Here is a little of my birth plan…


  • I would like to be free to walk around during labor.
  • I wish to be able to move around and change position at will throughout labor.
  • I would like to be able to have fluids by mouth throughout the first stage of labor.
  • I will be bringing my own music to play during labor.
  • I would like the environment to be kept as quiet as possible.
  • I would like the lights in the room to be kept low during my labor.
  • I would prefer to keep the number of vaginal exams to a minimum.
  • I do not want an IV unless I become dehydrated.
  • Other Labor Preference: heperin/saline block is fine for IV


  • I do not wish to have continuous fetal monitoring unless it is required by the condition of my baby.
  • I do not want an internal monitor unless my baby has shown some sign of distress.

Labor Augmentation/Induction

  • I do not wish to have the amniotic membrane ruptured artificially unless signs of fetal distress require internal monitoring.
  • I would prefer to be allowed to try changing position and other natural methods before Pitocin is administered.

Anesthesia/Pain Medication

  • I realize that many pain medications exist.
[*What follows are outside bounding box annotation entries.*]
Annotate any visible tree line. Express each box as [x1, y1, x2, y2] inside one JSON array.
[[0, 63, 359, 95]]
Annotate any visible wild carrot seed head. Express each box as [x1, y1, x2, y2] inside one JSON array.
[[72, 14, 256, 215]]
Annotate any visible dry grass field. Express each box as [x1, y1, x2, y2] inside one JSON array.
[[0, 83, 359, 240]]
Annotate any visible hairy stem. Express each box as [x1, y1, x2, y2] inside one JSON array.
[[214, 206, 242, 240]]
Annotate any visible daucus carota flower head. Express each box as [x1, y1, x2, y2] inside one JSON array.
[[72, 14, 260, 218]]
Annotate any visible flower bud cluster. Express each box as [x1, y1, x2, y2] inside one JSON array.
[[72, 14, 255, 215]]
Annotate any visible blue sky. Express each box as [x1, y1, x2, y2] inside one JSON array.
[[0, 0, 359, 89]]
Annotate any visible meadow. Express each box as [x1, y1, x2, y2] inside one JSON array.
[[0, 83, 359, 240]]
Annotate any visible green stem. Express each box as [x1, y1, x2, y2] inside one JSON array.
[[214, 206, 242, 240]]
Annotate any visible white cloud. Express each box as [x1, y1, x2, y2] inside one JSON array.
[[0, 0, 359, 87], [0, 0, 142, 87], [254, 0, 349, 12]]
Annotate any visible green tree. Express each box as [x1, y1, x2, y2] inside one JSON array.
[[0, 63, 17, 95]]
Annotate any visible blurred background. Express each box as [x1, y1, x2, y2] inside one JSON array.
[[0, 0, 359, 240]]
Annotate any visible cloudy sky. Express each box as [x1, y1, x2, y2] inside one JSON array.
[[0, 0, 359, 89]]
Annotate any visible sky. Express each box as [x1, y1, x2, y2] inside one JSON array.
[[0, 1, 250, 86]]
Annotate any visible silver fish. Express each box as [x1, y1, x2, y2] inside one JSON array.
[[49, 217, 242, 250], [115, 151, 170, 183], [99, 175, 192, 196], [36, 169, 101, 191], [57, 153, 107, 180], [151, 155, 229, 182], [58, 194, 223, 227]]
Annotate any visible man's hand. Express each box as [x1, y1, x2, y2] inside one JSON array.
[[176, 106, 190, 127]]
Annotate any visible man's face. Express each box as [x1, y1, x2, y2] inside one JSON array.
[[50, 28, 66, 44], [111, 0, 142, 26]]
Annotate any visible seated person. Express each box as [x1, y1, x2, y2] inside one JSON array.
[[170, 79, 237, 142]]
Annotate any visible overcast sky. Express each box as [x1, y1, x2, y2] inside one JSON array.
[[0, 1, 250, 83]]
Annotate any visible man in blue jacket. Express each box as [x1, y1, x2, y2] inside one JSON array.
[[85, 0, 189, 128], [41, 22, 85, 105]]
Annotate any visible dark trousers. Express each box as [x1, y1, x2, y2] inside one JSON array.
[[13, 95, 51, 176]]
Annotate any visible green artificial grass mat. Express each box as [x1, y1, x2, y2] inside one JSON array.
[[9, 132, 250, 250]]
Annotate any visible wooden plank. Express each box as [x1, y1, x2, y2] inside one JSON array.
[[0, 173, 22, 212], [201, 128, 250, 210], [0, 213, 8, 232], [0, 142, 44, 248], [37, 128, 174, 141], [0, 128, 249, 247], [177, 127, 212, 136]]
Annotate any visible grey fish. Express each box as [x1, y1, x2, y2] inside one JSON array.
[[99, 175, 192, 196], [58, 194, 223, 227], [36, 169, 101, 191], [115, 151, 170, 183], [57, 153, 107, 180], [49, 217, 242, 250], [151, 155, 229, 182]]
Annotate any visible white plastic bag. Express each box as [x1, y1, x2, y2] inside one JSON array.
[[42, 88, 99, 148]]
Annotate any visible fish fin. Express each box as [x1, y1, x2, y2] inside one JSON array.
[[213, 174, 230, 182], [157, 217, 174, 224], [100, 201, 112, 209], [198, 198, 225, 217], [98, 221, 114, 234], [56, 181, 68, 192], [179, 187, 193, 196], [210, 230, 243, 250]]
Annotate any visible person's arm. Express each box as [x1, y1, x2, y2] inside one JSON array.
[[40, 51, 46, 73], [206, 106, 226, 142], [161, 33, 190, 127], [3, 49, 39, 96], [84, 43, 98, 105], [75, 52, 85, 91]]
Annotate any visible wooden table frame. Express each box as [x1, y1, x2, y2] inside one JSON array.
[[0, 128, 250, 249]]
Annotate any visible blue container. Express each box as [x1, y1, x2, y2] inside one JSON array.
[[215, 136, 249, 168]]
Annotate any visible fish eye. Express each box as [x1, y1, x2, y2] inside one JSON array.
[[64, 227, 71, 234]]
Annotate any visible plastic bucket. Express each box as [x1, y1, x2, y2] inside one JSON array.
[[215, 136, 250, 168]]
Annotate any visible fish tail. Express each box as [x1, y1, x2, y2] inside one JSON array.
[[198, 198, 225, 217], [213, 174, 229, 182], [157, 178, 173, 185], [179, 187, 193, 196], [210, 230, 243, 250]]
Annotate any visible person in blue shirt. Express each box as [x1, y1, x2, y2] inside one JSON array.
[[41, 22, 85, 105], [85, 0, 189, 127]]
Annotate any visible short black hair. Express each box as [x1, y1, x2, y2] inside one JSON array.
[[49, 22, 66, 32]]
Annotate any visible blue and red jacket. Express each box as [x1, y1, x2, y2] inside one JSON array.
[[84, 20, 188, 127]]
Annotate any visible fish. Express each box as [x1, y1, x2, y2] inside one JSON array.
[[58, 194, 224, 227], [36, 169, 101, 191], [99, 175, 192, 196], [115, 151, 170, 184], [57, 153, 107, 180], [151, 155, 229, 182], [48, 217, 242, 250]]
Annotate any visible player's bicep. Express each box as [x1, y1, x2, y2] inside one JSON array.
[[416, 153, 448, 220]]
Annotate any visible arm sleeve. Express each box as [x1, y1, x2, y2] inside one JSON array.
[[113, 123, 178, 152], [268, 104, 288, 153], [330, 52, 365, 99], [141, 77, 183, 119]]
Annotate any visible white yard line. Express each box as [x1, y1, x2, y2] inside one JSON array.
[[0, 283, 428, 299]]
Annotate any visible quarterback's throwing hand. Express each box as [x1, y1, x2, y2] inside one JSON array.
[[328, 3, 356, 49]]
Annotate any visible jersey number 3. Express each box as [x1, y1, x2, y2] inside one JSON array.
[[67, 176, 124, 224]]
I’ll ask for them if I need them.
  • Before considering an epidural, and if the situation warrants, I would like to try an injection of narcotic pain relief (Nubain, Demerol, Stadol or similar).


  • Unless absolutely necessary, I would like to avoid a Cesarean.

Immediately After Delivery

  • I would like to have my husband cut the cord.
  • I would like to hold my baby for at least 15 minutes before (he/she) is photographed, examined, etc.
  • I would like to have my baby evaluated and bathed in my presence.
  • I plan to keep my baby near me following birth and would appreciate if the evaluation of my baby can be done with my baby on my abdomen, with both of us covered by a warm blanket, unless there is an unusual situation.
  • If my baby must be taken from me to receive medical treatment, my husband or some other person I designate will accompany my baby at all times.


  • I would like a private room, if available.
  • Unless required for health reasons, I do not wish to be separated from my baby.
  • I would like to have my baby “room in” and be with me at all times.


  • I would like to take still photographs during labor and the birth.


  • I would prefer that no students, interns, residents or non-essential personnel be present during my labor or the birth.
  • Other Other Preference: I would like my support people to be present during labor but not delivery.
  • Other Other Preference: Only my husband is to be present for delivery.